HA/DR : A Field Guide to the Most Painful Mistakes

In this edition

Azure Architect Tip of the Day
Azure Good-Reads
HA/DR : A Field Guide to the Most Painful Mistakes

Azure Architect Tip of the Day

Leverage Azure Policy for Consistent Resource Governance at Scale

One of the most overlooked yet powerful features for Azure architects is Azure Policy. Instead of relying on manual reviews or post-deployment audits, use Azure Policy to enforce organizational standards and compliance requirements before resources are even created.

Why This Matters

As your Azure environment grows, maintaining consistency across subscriptions, resource groups, and teams becomes increasingly difficult. Azure Policy acts as guardrails that prevent configuration drift and non-compliant deployments automatically.

Quick Implementation Tips

Start with built-in policies - Azure provides hundreds of pre-configured policies for common scenarios (enforce tags, allowed VM SKUs, require encryption, etc.)
Use Policy Initiatives - Group related policies together into initiatives (policy sets) for easier management. For example, create a "Production Workload" initiative that bundles networking, security, and compliance policies.
Leverage Deny vs Audit effects strategically:
- Use Audit during initial rollout to identify non-compliant resources without blocking deployments
- Switch to Deny for critical policies once teams are familiar with requirements
Apply at the right scope - Assign policies at Management Group level for organization-wide standards, but allow exceptions at subscription or resource group levels when needed

Real-World Example

// Require specific tags on all resources
{
  "policyRule": {
    "if": {
      "field": "tags['CostCenter']",
      "exists": "false"
    },
    "then": {
      "effect": "deny"
    }
  }
}

This simple policy ensures every resource has a CostCenter tag, enabling accurate cost tracking and chargeback - saving hours of manual tagging work later.

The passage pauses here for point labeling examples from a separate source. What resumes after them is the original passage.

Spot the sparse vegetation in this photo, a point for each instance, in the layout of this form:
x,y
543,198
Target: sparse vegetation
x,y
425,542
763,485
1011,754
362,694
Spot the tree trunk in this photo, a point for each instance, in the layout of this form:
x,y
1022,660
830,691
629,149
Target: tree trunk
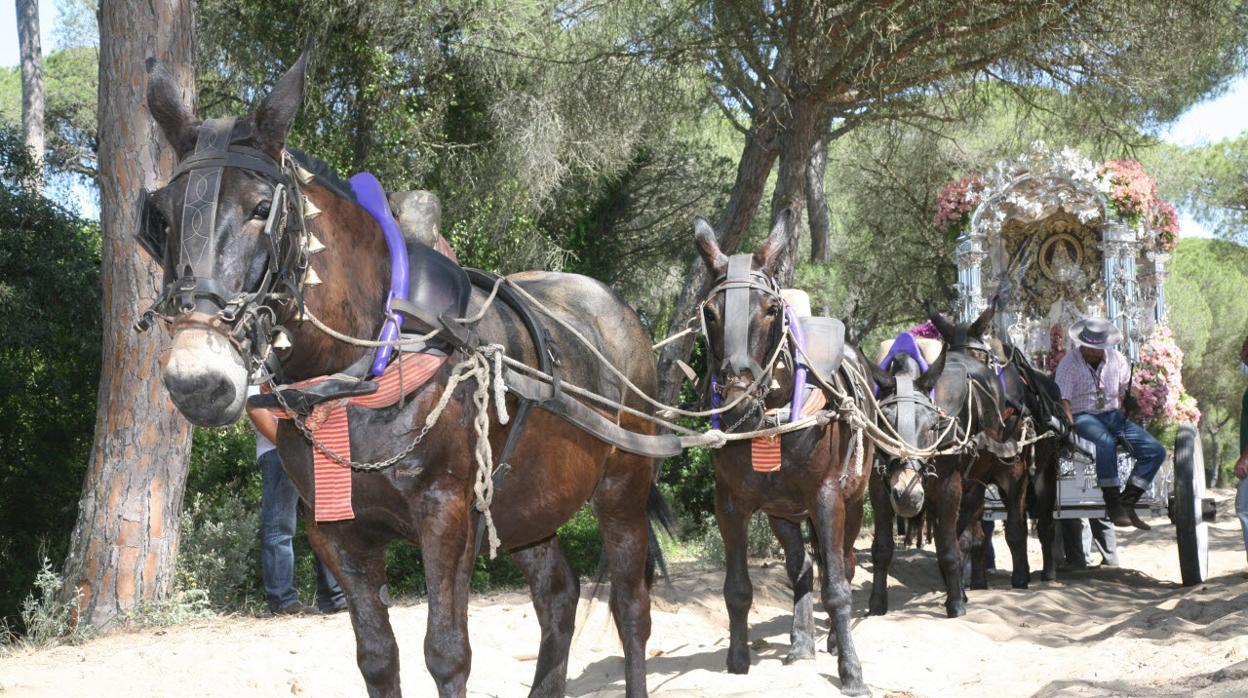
x,y
796,142
758,156
31,80
124,546
816,202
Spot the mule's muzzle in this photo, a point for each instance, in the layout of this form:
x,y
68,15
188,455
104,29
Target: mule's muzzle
x,y
906,490
205,375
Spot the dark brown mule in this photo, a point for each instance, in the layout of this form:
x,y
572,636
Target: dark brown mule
x,y
426,497
954,417
1026,396
814,482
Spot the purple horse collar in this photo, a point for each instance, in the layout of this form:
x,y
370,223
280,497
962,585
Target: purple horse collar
x,y
372,197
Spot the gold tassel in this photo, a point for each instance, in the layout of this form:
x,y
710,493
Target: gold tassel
x,y
303,175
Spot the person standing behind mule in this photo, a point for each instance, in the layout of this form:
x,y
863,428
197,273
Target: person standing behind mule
x,y
1093,378
1242,463
278,503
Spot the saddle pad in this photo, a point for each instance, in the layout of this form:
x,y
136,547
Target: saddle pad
x,y
330,423
765,450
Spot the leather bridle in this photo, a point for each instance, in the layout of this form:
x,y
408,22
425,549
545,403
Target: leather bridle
x,y
736,284
248,319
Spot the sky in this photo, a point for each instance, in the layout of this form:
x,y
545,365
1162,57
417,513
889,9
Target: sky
x,y
1217,117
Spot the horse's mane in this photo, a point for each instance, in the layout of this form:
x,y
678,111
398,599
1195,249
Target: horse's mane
x,y
325,175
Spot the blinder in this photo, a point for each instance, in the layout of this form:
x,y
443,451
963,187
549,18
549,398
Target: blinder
x,y
190,284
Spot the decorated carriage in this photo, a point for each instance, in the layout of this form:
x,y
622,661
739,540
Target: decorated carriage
x,y
1053,237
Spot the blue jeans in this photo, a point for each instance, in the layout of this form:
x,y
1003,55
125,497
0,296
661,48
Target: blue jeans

Pro tip: Combine Azure Policy with Azure Blueprints for repeatable, compliant environment deployments that include RBAC, policies, and ARM templates in one package.

Azure Good-Reads

HA/DR : A Field Guide to the Most Painful Mistakes

If there’s one thing 25 years in IT industry has taught me, it’s this: high availability and disaster recovery are simple on paper, but brutal in real life. Not because the concepts are hard—anyone can repeat “zones = HA, regions = DR”—but because the real learning happens only after you’ve been burned by an outage, a bad assumption, or a design that looked perfect in Visio but collapsed in production.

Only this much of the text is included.